CELA COMMENCE comme une comédie délicieuse. Une scène merveilleuse entre deux jeunes amoureux. Elle piaffe (Eléonore Joncquez), il est un peu timide (Benjamin Wangermée). La mère reçoit les propositions, vaguement amusée (Maury Deschamps). Amédée a un grand copain, Thomas (Vincent Joncquez). Il s’engage chez les pompiers. Le Capitaine lui fait confiance (Éric Challier). Mais tout tourne tragiquement soudain. Un accident… Et Amédée ne pourra plus marcher, ni bouger, ni parler. Tout juste pourra-t-il épeler quelques mots d’un geste de la main. L’hôpital, la rééducation. La patience infinie d’un médecin ; la froide raison d’un administratif ; une journaliste indiscrète ; et Clov (Teddy Melis), l’interlocuteur imaginaire d’Amédée. Un personnage qui est tramé de ses fantasmes, tentations, désespoirs, espérances. Grâce à Clov, nous entrons dans l’âme et dans l’esprit du jeune homme.
N’en disons pas plus. Côme de Bellescize, la trentaine, s’est inspiré du cas tragique de Vincent Humbert. On s’en souvient, ce jeune homme, né en 1981, pompier, avait été victime d’un terrible accident de la route en septembre 2000. Tétraplégique, aveugle, ne pouvant s’exprimer autrement que par le pouce droit, il demanda au président de la République le « droit de mourir ». En 2003, sa mère, Marie Humbert annonce qu’elle aidera son fils, elle agit, est placée en garde à vue.
Côme de Belellescize ne reprend pas tout le détail de cette très douloureuse affaire. Mais on comprend combien il a été touché et l’humanité du propos est d’une puissance bouleversante. Il demeure un homme de théâtre. Il n’instruit pas un procès, il n’expose pas un dossier.
Il raconte une histoire et il ne le fait que par les moyens du théâtre. Son équipe artistique est remarquable (scénographie, costumes, vidéo, lumière, son, musique), tout est d’une pertinence parfaite. L’histoire est très bien racontée, sans pathos excessif. Elle fait réfléchir, elle touche, elle nous pose des questions graves. La mise en scène est fluide et pleine d’inventions délicates et d’efficacité.
C’est interprété à la perfection par des comédiens très bien choisis et dirigés. Éric Challier, Vincent Joncquez, Éléonore Joncquez, dans des doubles partitions très bien conduites ; Maury Deschamps avec tact et profondeur ; Teddy Melis avec une énergie, une fantaisie, une justesse formidables. Benjamin Wangermée, Amédée claquemuré ou Amédée « parlant » avec Clov, est fin et nuancé, très touchant.

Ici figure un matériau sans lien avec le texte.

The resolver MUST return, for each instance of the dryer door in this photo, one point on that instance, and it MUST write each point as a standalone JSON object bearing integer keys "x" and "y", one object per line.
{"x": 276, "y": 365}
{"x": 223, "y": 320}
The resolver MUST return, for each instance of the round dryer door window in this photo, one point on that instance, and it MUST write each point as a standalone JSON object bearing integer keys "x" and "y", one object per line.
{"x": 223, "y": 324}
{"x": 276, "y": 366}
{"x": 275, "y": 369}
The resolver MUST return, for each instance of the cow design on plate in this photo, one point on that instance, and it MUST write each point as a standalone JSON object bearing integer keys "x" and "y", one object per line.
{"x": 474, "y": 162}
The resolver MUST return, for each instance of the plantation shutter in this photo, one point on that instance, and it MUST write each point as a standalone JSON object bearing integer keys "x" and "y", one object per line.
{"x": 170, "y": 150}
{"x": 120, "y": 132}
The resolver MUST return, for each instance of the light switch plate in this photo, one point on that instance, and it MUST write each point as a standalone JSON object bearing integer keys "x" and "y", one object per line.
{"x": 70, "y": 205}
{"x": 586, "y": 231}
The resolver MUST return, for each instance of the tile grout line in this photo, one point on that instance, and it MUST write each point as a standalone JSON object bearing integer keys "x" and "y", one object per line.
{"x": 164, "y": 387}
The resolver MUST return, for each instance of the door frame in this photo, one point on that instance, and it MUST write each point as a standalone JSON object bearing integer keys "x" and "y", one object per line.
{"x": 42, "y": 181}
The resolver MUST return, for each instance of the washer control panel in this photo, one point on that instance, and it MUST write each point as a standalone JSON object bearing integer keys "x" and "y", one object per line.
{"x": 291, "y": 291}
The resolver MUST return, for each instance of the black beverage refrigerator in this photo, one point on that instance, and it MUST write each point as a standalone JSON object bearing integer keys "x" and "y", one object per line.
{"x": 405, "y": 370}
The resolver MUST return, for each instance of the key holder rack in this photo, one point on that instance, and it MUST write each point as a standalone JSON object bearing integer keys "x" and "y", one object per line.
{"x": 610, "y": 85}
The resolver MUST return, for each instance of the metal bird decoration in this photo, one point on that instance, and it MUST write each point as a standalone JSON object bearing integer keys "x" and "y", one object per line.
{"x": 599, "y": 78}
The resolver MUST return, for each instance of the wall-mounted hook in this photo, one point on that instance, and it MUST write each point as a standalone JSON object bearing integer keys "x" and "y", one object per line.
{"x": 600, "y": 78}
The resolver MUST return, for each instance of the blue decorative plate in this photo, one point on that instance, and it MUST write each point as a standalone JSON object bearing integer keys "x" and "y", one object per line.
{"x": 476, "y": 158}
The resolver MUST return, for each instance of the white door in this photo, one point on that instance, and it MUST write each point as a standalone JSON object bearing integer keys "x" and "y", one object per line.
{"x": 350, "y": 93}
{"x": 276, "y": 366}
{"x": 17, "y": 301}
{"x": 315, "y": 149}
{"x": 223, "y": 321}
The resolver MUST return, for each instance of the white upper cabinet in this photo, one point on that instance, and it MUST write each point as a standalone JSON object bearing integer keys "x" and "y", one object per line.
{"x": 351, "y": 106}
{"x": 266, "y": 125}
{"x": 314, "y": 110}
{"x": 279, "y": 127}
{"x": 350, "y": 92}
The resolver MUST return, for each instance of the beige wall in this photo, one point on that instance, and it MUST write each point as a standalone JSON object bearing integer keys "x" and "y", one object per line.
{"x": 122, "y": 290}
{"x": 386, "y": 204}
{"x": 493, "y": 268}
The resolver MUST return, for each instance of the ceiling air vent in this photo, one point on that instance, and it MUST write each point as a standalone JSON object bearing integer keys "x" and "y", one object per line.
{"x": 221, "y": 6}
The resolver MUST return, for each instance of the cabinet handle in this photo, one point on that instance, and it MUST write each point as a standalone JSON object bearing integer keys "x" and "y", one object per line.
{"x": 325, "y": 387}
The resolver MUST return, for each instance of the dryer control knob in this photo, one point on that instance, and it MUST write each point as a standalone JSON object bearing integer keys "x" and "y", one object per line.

C’est l’un des moments de théâtre les plus importants de ces derniers mois. Il révèle un jeune auteur et metteur en scène avec qui il faudra compter. Il pose à chacun des questions essentielles.
Théâtre de la Tempête (tél. 01.43.28.36.36, www.la-tempete.fr), à la Cartoucherie de Vincennes, à 20 heures du mardi au samedi, à 16 h 30 le dimanche. Durée : 1 h 40. Jusqu’au 2 juin.